When the Wolverines beat the Spartans, and Wisconsin before that, they sealed the games on the ground, feeding Higdon over and over and bludgeoning the opposing defense into submission. He is the workhorse of the offense.
On Monday, facing the media for the first time since East Lansing, Higdon said he feels he has always run with an aggressive, downhill style. What he has been trying to develop this season, is his leadership skills.
“Being more vocal,” Higdon said. “Holding guys to a higher standard, making sure we’re all on the same page and that I’m not just playing and leading through my play, but being vocal and making sure that guys are on top of their stuff, keeping that focus, keeping that higher energy.”
The ability to be a vocal leader and a strong performer go hand-in-hand, though.
If Higdon wasn’t leading the team with 831 yards and six touchdowns on the ground, if he hadn’t taken nearly the entire workload after junior running back Chris Evans went down with an injury, or if he hadn’t put in work off the field to become Michigan’s bell cow, his voice wouldn’t have a place on the team in the first place.
But he has done all those things, and his voice does hold water with the Wolverines.
“(Higdon) has been getting a bulk of the carries these last eight weeks, and you can tell he knows he’s a leader,” said junior safety Josh Metellus. “He knows guys look up to him, and he’s taken that with a high head and like, ‘Alright, if people want me to be the leader, I can be the leader.’ You know, he’s speaking up. Whatever he doesn’t like, he says it. Or, you know, if he wants to talk to the team, give us some encouragement, he does. Everybody really listens to him.”
Added redshirt junior left tackle Jon Runyan: “Karan’s a guy that’s not afraid to call anybody out. When guys are slacking, missing a block or not catching the ball, having him, knowing that he has your back even when he says that stuff, it’s very nice. Karan’s a great dude. Everybody loves him, rallies around him, and it’s great having him out there with us.”

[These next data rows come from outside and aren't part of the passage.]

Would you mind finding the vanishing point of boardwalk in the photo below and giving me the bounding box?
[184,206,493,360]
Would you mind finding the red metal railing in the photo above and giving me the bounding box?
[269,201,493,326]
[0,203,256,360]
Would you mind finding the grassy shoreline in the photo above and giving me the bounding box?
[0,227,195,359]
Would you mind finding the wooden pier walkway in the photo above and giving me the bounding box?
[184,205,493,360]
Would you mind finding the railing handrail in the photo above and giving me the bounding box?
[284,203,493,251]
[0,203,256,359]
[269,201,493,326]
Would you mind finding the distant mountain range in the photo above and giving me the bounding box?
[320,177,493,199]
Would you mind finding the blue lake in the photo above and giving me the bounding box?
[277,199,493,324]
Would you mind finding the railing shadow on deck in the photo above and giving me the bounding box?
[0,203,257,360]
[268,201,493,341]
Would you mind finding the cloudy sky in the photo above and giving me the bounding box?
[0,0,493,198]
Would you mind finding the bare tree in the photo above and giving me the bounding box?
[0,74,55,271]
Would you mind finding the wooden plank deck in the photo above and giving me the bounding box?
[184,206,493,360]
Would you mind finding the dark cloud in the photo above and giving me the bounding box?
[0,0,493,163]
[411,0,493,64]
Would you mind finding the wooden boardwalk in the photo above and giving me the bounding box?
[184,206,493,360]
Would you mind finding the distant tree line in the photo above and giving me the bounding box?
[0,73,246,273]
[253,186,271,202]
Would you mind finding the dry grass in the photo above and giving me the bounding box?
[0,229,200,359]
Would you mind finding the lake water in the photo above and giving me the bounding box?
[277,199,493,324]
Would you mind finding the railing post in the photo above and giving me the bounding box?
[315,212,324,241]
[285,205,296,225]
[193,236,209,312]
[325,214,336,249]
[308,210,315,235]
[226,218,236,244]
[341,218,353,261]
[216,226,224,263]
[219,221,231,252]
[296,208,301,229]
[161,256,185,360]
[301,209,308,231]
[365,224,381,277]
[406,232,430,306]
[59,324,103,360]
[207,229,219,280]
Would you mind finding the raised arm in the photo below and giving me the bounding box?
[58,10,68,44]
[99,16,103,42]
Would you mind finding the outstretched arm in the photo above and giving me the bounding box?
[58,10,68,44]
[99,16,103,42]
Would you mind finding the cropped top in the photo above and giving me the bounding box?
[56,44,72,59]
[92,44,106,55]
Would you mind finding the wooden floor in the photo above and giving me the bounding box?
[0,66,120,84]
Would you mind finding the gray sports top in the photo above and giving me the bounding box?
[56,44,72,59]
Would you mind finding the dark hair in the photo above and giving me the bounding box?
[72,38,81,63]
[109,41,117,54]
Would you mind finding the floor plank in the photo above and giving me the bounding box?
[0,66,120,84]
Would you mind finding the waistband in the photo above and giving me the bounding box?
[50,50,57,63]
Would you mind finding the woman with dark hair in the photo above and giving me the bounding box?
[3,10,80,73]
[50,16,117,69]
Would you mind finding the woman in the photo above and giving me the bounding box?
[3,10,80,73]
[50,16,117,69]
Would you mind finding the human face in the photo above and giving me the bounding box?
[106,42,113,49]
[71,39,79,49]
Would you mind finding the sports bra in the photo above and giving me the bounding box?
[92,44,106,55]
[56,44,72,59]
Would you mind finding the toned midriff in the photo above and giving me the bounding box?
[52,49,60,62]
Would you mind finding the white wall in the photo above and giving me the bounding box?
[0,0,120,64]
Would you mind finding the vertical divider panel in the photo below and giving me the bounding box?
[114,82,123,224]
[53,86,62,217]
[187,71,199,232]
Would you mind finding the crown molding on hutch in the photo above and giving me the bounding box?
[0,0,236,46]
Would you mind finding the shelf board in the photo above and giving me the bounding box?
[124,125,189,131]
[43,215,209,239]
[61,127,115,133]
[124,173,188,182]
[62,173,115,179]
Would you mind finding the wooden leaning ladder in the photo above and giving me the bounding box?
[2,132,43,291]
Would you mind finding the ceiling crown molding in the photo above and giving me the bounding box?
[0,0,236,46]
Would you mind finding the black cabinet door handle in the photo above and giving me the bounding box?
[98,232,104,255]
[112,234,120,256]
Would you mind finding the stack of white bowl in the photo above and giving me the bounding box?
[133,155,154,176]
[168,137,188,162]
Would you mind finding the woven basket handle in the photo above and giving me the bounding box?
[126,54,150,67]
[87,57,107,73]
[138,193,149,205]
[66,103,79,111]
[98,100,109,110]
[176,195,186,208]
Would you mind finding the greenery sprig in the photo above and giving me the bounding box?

To Runyan, the way Higdon has earned respect is the same thing he expects from those around him. He calls people out, because he wants them to work as hard as he does.
From Higdon’s perspective, that likely has more to do with the constant push to get Michigan to its highest level of performance.
For his teammates, though, Higdon’s respect for them means something, too.
“For Karan, it’s coming in, doing your job, working hard every day,” Runyan said. “Don’t get too boastful about yourself, and you’ll eventually earn his respect. I think I’ve definitely done that. Everyone on the offense has done their part to earn that, and that’s something really special when a type of player like Karan’s caliber, you earn his respect.”
The feeling is almost definitely mutual.